Yes, agree with @Anonymous method, but for me I don't even turn it inside out, just put the corners in, and then slide the duvet inside, and then flick it. Everything stays on top of the bed.
@G-C-R-M0 as a German who has lived in the US for thirty-plus years, I still don't get the concept of those "comforter"-things; even with the use of a top sheet, the comforter eventually comes in contact with a person's body sooner or later, because those top sheets have a habit of getting bunched up. Washing those comforters can be a chore--and, unless, you have a commercial washer, involves a trip to the laundromat. I find those things cumbersome, not to mention unhygienic.
My compromise are nice, good quality, winter and summer duvets with duvet covers that can be washed after every guest, along with a top sheet to make my, mostly American guests happy. 😉
PS: as Gordon pointed out, those "duvets" you find on the beds of most American hotels arouse nothing but suspicion in me, because, yes, they probably rarely see the inside of a washing machine. 😛
@Ann489 - Well said. That's also what I am thinking, but as you can see, some of the comments above are quite extreme, so this gets me to think maybe I have to adjust to the market demand.
I am totally unfamiliar with bottom/top sheet until I moved to the US, and now that some guests asked, I became very curious about this.
@Emilia42 - I meant the bottom and top sheet setup (ie. traditional or #1 setup).
Bottom sheet = fitted sheet
Top sheet = flat sheet you have to tuck under the mattress and fold, etc. along with the comforter on top.
Oh yes, those comforters (Gordon wouldn't call them duvets because they are not duvet technically) in hotels in US are probably never going to see the inside of washing machine. I found some that are even impossible to wash IMO (or will disintegrate).
To me they always look like decor, and I just immediately push them to the floor (with a disgust look on our faces).
Add me to the 'old fashioned' category. Bottom sheet, top sheet, and then 'something' a quilt or a comforter, that will, depending on time, sometimes have a duvet cover, and sometimes not. I agree with @Paul154 that getting the quilt or comforter into the duvet cover and making it look unmessy is sometimes almost as time consuming as washing it, and much more frustrating.
I also turn down the flat sheet to encourage all guests to see that they are meant to sleep between the sheets.
It may be old fashioned, but to me, without some type of quilt or decorative looking cover on a bed, it looks too minimalist to me, and since our design is more traditional, such a look doesn't fit with the bedroom looks.
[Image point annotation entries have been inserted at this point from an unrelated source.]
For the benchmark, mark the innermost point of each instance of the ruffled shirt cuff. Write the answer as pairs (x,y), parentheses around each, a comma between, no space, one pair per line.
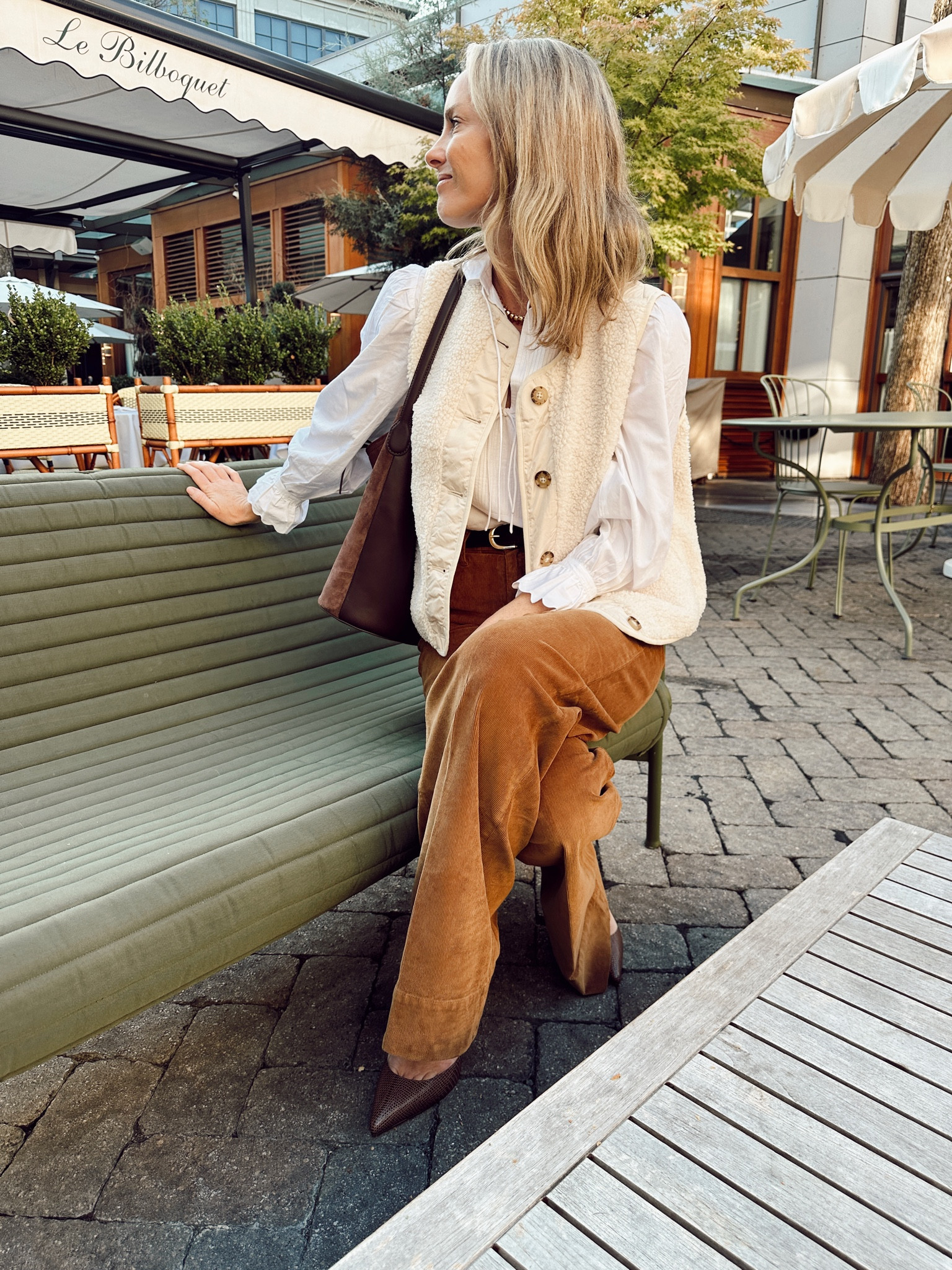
(566,585)
(273,505)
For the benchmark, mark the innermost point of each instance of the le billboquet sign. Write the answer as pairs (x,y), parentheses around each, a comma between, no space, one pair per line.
(115,47)
(46,33)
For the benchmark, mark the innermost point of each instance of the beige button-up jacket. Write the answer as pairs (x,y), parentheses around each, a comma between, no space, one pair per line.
(568,417)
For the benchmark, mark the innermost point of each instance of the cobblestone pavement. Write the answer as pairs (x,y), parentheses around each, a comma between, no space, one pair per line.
(225,1129)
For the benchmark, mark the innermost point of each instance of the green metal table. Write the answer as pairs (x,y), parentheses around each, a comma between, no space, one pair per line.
(879,520)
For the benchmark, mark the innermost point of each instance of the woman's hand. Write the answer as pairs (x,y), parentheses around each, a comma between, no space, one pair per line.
(519,607)
(220,492)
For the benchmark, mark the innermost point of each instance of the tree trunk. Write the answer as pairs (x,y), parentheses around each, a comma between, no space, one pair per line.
(922,329)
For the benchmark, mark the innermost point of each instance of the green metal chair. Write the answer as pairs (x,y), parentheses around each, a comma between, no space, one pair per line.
(800,451)
(928,397)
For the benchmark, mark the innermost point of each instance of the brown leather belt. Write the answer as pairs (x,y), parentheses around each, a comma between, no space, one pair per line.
(500,539)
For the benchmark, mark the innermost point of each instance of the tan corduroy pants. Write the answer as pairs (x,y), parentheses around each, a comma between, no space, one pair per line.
(508,775)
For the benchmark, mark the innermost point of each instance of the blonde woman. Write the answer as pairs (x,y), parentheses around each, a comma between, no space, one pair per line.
(558,553)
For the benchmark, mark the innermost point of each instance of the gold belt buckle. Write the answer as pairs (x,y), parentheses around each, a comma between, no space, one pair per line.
(499,546)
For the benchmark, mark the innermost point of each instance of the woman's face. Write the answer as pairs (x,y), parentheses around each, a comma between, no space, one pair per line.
(462,159)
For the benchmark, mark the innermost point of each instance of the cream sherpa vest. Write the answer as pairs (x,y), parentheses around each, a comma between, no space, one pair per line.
(568,419)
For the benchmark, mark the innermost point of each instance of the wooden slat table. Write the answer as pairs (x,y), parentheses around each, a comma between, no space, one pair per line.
(787,1105)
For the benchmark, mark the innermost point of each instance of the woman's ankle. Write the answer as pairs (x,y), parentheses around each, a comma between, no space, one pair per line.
(418,1070)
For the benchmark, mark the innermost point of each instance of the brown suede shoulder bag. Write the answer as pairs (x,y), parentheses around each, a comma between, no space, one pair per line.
(372,578)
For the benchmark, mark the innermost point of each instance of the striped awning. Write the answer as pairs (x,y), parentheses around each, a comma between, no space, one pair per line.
(878,135)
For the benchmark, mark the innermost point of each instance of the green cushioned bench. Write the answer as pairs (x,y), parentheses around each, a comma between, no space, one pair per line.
(195,757)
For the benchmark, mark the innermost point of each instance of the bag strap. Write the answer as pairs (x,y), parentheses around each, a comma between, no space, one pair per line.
(399,435)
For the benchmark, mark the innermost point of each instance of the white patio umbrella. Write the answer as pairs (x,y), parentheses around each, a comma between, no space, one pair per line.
(102,334)
(352,291)
(876,135)
(37,238)
(84,306)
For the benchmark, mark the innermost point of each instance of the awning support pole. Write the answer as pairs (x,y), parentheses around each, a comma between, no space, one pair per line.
(248,236)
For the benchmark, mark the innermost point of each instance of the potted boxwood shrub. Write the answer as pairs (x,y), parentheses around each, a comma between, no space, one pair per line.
(302,335)
(41,337)
(190,342)
(250,343)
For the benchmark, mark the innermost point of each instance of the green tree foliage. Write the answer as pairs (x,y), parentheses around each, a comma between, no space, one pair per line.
(250,343)
(190,342)
(41,337)
(394,216)
(302,338)
(419,60)
(672,66)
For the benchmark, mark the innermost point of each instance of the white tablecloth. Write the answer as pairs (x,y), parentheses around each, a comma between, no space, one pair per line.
(128,437)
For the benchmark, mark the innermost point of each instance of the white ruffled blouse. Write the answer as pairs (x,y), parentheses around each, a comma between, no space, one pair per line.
(628,527)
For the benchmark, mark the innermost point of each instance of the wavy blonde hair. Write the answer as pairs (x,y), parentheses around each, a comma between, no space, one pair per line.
(562,189)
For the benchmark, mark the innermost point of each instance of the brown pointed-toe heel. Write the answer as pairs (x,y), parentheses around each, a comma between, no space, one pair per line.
(399,1100)
(615,974)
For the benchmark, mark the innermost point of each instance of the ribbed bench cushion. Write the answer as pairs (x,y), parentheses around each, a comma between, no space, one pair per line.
(195,757)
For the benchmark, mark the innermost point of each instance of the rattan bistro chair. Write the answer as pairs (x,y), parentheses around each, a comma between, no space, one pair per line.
(216,418)
(801,448)
(938,443)
(38,424)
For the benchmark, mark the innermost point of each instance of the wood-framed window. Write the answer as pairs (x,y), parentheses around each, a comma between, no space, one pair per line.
(304,249)
(179,266)
(224,262)
(751,285)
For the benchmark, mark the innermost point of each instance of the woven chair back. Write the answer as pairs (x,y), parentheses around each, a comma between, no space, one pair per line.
(224,414)
(790,398)
(33,420)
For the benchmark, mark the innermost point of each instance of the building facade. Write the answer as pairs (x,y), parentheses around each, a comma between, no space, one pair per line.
(809,300)
(304,30)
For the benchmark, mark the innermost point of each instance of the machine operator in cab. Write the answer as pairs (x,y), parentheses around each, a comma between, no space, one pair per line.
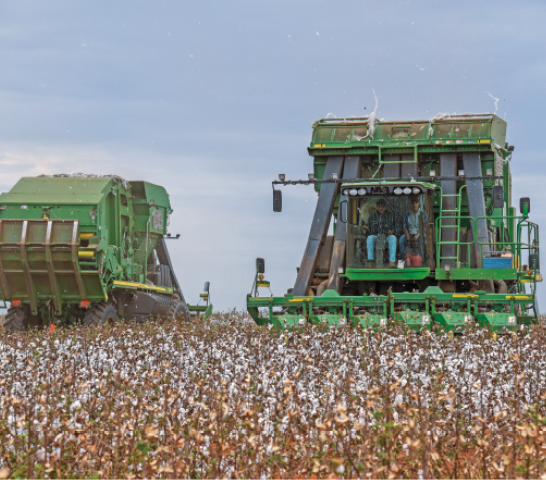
(380,222)
(412,229)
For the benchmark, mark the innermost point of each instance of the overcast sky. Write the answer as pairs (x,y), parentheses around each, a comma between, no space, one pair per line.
(213,99)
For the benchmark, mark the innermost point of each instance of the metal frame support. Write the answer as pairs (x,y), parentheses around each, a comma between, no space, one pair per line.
(319,227)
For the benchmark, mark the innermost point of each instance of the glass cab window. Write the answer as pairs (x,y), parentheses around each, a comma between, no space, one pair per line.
(389,231)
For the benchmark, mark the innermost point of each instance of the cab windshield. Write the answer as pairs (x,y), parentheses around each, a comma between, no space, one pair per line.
(385,231)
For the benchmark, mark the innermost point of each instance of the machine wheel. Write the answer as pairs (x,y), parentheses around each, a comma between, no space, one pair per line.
(100,314)
(180,312)
(16,320)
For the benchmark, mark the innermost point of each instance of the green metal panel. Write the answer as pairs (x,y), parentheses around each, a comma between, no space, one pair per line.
(477,274)
(452,321)
(451,133)
(68,239)
(378,274)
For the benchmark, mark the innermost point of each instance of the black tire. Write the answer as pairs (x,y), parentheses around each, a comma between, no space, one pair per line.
(16,320)
(180,312)
(100,314)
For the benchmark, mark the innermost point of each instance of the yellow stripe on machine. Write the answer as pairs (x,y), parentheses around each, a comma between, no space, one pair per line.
(119,283)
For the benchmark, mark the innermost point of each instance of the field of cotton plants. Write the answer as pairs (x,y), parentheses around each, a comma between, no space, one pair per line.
(228,399)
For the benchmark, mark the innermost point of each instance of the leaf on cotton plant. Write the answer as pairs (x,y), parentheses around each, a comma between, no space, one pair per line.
(341,419)
(151,431)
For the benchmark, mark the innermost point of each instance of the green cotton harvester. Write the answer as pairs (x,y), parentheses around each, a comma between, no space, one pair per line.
(424,230)
(87,248)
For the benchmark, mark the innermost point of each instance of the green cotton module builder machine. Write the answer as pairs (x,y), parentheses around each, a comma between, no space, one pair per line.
(424,230)
(88,249)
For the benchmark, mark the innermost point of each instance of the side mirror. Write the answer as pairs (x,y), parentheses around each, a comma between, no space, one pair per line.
(260,265)
(277,200)
(498,196)
(343,211)
(525,206)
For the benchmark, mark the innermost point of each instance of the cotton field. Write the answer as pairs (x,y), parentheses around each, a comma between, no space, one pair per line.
(229,399)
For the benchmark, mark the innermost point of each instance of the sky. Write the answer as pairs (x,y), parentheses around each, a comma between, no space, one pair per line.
(214,99)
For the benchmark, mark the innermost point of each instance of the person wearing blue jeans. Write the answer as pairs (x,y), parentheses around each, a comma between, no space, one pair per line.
(411,227)
(381,222)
Hi all........I have the standard U.S. set up, which I might add I didn't even know was a thing. Bottom sheet, flat sheet, comforter, and blanket folded across the bottom of the bed, at the ready if need be. Summer months the blanket is folded on the chair, but no one has ever used it to date, thru the summer that is. I too have the sheet folded down over the comforter, way over. My question is, how many of you have nice huge European pillows on the bed for decorative purposes only to have guest use them, an at times leave a stain, lucky for me the stain did come out. I've consider making a nice little wooden sign that says...The European pillows are to decorate the bed, not intended for your head., I haven't done that, but I really hate to remove those pillows as they make the bed look SO inviting.